Классической эту пьесу сделал не сюжет, а ее поэтический язык, придавший ей эпическое величие. Доу Э — отнюдь не обыкновенная девушка. Целомудренная, послушная, жертвующая собой, она является фигурой типа Жанны д’Арк, символом страдающей нации. Когда ее мучают — как монголы мучают Китай, — законы Неба переворачиваются с ног на голову, и в мире правят коррупция и глупость. «Добрые страдают от нищеты и недолгой жизни, злые наслаждаются богатством, знатностью и долгой жизнью», — поет она. Но добродетель не может всегда оставаться презираемой. Смерть героини побуждает Небо к действию, к возвращению справедливости в несправедливый мир — великие темы, обеспечившие выживание пьесы в нескольких позднейших версиях, в том числе идущей в наши дни в Пекинской Опере.
* * *
Хубилай принес в Китай некую меру стабильности и надежности, которых тот не знал веками. Сносные уровни налогообложения, власть закона, благожелательная или в худшем случае нейтральная политика по отношению к искусству, общественные работы для общего блага — можно сказать, что он принес своему народу некий уровень счастья. С этим согласился бы крошечный процент населения, его элита — высокопоставленные монголы, высокопоставленные китайцы, мусульманские купцы.

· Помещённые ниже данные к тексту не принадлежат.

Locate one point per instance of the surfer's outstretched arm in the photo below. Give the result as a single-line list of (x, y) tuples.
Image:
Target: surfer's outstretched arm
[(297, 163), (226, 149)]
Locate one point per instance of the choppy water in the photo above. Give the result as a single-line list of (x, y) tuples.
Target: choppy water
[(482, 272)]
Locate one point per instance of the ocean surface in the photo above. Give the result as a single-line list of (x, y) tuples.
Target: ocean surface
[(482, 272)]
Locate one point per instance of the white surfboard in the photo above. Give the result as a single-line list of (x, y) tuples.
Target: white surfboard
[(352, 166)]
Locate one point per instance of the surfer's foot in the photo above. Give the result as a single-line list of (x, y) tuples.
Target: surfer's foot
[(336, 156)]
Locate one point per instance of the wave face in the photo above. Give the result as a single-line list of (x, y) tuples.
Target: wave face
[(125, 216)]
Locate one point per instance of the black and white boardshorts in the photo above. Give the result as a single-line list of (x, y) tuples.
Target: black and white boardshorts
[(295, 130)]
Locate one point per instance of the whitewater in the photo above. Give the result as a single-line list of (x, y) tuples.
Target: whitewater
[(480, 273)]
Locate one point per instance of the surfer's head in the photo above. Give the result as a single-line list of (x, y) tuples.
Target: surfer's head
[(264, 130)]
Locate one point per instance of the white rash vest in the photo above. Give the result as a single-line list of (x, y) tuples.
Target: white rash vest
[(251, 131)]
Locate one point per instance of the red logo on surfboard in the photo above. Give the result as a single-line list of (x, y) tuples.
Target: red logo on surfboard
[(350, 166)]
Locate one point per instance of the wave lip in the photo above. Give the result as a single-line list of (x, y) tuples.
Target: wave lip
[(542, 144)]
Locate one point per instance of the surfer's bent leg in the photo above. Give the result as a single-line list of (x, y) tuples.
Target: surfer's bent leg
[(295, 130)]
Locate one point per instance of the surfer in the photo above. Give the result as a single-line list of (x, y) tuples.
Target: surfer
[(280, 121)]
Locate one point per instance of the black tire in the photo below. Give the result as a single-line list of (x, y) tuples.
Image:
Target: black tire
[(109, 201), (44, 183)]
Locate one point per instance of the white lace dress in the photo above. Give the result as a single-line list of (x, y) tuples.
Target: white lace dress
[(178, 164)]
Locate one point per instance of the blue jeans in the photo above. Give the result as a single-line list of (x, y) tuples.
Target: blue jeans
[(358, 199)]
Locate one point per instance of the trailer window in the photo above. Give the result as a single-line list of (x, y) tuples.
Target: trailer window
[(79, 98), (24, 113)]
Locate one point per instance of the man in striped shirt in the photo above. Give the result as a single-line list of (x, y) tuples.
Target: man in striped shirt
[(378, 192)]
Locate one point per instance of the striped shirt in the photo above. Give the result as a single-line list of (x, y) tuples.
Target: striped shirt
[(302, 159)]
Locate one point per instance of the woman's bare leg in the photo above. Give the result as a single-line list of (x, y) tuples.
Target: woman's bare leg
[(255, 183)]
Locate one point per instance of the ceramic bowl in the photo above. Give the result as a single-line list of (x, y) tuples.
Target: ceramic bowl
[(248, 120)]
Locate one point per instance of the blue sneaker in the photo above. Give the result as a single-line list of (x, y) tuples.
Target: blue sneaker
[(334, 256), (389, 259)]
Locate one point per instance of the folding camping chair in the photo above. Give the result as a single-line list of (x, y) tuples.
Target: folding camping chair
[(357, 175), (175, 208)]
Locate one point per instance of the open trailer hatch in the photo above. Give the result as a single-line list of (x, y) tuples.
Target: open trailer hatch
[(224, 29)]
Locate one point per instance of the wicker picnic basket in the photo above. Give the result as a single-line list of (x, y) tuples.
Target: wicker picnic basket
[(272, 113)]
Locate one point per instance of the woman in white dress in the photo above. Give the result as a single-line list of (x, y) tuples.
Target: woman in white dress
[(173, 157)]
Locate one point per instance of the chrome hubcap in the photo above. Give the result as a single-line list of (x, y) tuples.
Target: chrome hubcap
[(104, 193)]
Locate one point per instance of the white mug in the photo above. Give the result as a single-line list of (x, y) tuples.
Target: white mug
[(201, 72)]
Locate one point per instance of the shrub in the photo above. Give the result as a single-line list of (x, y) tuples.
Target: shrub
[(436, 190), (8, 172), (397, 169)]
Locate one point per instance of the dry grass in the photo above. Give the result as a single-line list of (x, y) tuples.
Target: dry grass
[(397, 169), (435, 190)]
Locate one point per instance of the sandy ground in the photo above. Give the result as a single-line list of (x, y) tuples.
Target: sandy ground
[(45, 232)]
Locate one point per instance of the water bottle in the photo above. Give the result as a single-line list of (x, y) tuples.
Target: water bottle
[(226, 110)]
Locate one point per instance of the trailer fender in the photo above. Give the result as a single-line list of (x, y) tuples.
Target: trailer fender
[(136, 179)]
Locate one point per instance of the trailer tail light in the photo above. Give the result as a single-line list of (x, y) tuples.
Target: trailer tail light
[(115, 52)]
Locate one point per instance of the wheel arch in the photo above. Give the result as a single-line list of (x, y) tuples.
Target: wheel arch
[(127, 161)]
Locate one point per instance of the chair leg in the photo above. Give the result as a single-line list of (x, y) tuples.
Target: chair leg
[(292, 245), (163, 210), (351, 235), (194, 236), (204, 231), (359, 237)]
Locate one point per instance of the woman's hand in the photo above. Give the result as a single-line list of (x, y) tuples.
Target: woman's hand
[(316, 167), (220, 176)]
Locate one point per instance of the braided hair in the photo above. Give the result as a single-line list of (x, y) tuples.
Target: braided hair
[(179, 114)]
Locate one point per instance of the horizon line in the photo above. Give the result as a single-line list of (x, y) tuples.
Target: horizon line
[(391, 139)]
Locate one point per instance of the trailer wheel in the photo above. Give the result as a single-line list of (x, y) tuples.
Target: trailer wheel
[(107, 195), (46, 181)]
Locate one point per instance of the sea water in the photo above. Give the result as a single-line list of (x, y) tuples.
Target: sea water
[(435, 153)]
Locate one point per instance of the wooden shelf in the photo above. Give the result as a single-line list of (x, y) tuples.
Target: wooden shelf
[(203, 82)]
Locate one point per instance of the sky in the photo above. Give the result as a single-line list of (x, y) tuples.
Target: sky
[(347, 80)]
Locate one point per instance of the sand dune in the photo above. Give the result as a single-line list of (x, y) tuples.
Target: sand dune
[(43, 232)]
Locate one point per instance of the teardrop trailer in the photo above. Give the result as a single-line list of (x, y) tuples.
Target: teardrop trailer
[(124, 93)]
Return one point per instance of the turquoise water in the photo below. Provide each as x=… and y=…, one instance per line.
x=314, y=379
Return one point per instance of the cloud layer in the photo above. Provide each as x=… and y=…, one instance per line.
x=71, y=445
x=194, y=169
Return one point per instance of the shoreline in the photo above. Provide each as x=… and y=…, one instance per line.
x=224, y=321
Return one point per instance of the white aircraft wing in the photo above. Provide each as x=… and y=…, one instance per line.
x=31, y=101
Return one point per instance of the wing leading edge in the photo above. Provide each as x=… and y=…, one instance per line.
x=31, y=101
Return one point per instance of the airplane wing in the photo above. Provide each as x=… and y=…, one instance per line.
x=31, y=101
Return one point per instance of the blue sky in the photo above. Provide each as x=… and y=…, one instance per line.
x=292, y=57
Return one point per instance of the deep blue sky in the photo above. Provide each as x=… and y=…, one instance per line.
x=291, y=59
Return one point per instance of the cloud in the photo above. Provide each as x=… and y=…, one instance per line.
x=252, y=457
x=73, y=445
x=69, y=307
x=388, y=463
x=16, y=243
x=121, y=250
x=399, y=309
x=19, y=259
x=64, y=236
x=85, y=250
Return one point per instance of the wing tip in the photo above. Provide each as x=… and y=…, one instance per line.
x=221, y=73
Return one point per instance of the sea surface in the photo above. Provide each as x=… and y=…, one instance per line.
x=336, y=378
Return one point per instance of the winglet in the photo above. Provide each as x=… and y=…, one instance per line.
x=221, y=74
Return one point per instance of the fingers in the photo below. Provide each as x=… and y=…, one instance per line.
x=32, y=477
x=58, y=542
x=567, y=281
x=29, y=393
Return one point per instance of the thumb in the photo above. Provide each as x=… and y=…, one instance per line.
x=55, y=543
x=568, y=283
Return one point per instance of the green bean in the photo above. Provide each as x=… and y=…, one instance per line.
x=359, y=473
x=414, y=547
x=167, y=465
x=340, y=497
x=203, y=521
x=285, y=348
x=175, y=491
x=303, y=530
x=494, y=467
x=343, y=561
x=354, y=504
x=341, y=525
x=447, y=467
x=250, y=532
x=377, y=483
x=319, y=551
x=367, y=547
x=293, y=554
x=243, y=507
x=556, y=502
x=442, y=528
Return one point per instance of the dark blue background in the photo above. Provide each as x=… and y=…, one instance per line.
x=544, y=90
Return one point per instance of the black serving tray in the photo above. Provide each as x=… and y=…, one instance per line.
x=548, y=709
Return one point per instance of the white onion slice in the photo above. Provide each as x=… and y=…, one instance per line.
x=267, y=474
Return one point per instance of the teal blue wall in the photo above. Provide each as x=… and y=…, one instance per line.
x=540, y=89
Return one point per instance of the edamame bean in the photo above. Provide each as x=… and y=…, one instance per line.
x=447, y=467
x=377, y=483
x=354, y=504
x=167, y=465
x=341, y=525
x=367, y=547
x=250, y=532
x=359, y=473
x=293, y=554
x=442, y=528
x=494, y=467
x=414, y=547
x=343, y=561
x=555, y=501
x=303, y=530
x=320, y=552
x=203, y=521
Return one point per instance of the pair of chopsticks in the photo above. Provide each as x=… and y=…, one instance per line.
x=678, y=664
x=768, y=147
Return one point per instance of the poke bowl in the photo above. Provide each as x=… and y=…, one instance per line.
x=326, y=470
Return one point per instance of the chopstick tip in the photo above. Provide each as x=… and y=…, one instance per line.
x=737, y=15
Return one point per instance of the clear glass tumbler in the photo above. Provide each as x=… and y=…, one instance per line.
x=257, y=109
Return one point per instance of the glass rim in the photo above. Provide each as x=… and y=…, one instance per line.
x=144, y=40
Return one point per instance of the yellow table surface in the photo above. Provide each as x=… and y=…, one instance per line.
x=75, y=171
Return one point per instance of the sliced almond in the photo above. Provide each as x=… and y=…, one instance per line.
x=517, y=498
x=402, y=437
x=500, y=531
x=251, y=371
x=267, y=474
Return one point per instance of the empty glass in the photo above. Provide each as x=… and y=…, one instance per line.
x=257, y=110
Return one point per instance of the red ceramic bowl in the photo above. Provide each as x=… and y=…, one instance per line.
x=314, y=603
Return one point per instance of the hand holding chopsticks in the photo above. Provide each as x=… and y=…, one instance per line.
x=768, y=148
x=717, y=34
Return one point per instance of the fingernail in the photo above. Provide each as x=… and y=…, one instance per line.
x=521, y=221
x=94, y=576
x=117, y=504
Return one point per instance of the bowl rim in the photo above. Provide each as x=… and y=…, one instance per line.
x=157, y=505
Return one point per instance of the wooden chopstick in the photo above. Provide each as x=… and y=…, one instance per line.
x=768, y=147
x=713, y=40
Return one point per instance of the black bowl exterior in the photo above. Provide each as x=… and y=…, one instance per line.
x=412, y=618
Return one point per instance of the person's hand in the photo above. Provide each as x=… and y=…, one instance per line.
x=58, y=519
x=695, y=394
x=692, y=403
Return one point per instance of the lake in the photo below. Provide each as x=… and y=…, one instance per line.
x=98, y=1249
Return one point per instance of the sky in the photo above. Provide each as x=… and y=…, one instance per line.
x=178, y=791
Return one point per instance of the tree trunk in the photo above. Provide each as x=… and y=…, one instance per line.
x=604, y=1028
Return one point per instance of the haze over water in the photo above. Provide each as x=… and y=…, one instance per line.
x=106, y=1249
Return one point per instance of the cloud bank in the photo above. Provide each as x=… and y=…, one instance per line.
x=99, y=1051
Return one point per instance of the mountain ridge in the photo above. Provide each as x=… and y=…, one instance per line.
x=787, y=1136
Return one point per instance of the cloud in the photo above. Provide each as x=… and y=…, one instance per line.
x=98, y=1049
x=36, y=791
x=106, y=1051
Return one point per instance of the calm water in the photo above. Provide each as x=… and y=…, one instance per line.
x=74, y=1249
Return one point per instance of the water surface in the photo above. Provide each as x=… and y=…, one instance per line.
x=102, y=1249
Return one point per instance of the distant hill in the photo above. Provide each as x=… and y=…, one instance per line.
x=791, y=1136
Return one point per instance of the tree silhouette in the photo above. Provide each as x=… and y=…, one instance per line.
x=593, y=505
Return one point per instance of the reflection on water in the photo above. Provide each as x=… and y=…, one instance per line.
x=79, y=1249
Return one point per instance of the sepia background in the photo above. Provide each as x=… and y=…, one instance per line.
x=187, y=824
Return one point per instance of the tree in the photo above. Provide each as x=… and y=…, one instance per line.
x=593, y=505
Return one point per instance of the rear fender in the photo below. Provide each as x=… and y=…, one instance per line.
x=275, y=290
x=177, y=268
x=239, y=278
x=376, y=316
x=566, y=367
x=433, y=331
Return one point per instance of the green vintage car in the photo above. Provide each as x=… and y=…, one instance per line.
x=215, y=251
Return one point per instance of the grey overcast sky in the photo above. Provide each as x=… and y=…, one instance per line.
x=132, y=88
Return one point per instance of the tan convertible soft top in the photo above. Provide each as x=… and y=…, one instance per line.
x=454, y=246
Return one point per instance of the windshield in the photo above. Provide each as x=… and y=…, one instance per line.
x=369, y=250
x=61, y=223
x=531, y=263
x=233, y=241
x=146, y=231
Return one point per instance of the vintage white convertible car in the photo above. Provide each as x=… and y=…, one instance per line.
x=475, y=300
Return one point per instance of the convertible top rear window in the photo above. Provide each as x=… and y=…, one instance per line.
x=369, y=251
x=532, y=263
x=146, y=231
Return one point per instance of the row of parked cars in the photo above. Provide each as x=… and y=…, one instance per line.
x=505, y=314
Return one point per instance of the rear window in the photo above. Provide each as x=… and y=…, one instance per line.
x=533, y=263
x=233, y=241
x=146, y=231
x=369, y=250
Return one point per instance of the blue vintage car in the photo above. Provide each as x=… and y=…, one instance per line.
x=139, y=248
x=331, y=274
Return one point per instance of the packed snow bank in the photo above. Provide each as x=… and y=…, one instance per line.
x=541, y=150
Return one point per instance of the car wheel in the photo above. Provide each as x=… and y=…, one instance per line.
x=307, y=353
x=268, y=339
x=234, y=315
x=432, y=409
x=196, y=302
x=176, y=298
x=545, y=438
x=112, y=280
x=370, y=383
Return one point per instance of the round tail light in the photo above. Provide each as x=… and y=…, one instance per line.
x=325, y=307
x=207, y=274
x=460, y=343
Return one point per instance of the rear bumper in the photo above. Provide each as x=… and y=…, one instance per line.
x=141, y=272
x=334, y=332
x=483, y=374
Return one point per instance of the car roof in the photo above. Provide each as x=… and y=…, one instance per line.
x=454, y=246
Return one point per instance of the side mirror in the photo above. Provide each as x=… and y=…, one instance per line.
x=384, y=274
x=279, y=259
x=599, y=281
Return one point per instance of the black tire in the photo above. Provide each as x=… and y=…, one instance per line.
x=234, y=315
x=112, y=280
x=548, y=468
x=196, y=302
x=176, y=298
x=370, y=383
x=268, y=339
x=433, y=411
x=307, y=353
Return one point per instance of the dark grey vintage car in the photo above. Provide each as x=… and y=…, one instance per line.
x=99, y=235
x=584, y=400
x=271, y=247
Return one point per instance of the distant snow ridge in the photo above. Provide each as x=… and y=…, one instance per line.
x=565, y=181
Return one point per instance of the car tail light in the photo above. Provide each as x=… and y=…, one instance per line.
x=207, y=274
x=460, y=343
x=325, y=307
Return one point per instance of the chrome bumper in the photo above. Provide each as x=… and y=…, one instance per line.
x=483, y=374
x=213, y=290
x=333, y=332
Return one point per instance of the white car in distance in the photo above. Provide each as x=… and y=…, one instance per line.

Но неужели 100 миллионов стали жить хуже?
Мы никак не можем знать этого, поскольку счастье в нашем понимании данного слова вышло на первый план только в XVIII веке. Недавно оно вновь сделалось самостоятельной темой; сейчас, на основе опросов, статистики и анализов, мы можем оглянуться назад и поспорить. Как указывает Ричард Лэйард в своей книге «Счастье: уроки из новой науки», одним из определений счастья является ощущение, что сегодняшний день лучше, чем вчерашний. Огромная масса народу в Китае XIII века начала с весьма низкого положения. Эти люди наверняка и после по-прежнему боялись голода, болезней и наводнений, сборщиков налогов, «акул кредита», чиновника, стремящегося насильно забрать людей на принудительные работы; но они также знали, что два поколения назад миллионы погибли и еще миллионы были изгнаны из своих домов, в то время как по крайней мере с 1276 года у них царит мир. Они могли трудиться с большей, чем прежде, надеждой, что их труды не пойдут прахом. В средневековом Китае никто не спорил, что целью правительства является увеличение суммы человеческого счастья, но Хубилай и его сановники каким-то образом, трудясь ради создания стабильности, преемственности и национального богатства, сумели достичь если не наибольшего счастья для наибольшего числа людей, то, по крайней мере, снижения несчастья на 25 или 30 лет.